Task management systems, however, are another story. Most calendaring programs provide good task management for people who have less than 100 tasks in their master task list. For people with 40 projects and about 2000 tasks to be completed, these applications are lacking in that they don't have master task and child task capability that is formatted in an indented manner. If you are a Microsoft shop, as we are, then you know that Microsoft provides this capability, but it requires Microsoft Project Server Accounts which many institutions don't have. These have the additional advantage of tying in all of the people on your project to the same project planning file.

So what do you do when you don't have this? More importantly, what do you do to keep up when you don't have access to a computer to keep things up to date? PDAs can be helpful. My PDA is synced to our Exchange server; but I find that looking at tasks on my PDA is frustrating because of the limited view, difficulty in adding new tasks using the stylus (takes a lot longer than typing), and the amount of time it takes to pull 2000 tasks up into view.

I'm still in search of a good task management system that balances trying to complete about 40 projects at one time (some of which are quite large and time consuming; others not) with daily clinical service, teaching and research responsibilities. If anyone who reads this blog has any good suggestions, I'm all ears.

Friday, March 27, 2009

The First Blog

The idea for this blog came from my daily work life.

I'm a pathologist, and I specialize in Informatics. Informatics is a very broad term, which as many know is defined differently by seemingly every person to whom you ask the question "What is Informatics?" (an official definition has been posted on the American Medical Informatics Association web site). For me, Informatics is just what I do every working day, and that is to provide faculty-level oversight for the laboratory information systems (LIS) as well as the ancillary support systems operating within our laboratories. Decisions have to be made frequently...some good and some...well...let's just say that I've learned more than a few things. Everything is relative, but the term "trial by fire" at times feels appropriate and hence the title of my blog.

I learned much of what I know about Informatics during my training. However, there are some things (okay, maybe a lot of things) that you just don't find out until you are the one who is charged with making the decisions, or at least greatly influencing them. Since I started in my current position, I've reflected upon the fact that these types of decisions are faced by many pathologists. After all, practically every laboratory in the United States has some sort of information system which has to be managed, and medical input into that management is critical to its success.

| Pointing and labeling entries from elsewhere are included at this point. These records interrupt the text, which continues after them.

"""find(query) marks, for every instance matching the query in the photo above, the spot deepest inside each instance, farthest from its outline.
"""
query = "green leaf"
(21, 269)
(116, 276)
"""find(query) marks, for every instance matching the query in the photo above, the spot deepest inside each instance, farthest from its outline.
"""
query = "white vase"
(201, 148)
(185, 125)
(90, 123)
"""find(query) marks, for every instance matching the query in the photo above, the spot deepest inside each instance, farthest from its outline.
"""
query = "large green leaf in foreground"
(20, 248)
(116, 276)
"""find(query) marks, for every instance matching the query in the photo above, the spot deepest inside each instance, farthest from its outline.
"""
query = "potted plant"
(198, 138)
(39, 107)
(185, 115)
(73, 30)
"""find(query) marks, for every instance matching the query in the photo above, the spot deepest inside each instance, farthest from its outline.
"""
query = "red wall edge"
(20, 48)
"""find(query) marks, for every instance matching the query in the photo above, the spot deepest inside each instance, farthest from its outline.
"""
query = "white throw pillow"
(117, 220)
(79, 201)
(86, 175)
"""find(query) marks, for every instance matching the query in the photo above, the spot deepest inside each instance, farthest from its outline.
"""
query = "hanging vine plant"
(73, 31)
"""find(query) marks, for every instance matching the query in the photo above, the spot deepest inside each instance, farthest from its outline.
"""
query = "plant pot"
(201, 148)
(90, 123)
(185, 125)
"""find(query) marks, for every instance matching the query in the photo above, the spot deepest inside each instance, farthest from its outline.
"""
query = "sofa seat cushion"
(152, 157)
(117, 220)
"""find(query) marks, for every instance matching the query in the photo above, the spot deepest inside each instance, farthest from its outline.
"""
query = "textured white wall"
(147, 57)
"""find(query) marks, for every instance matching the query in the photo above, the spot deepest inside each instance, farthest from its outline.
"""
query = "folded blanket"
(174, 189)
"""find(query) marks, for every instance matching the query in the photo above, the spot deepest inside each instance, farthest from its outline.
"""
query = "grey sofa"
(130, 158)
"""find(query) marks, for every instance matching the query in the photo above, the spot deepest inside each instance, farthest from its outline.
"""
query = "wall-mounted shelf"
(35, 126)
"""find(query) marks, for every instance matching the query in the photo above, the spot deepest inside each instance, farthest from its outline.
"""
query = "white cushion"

Could other pathologists learn from what I have been through? I don't know, but I hope so. Some will undoubtedly find this topic boring...until they get hit with a HIPAA audit. So here goes...

By the way, the opinions expressed in this blog are my own. Completely. Entirely. No exceptions. They certainly do not represent the opinions of anyone other than myself or any entity, including any organization in which I hold membership, for whom I work or with whom I have had the opportunity to conduct business.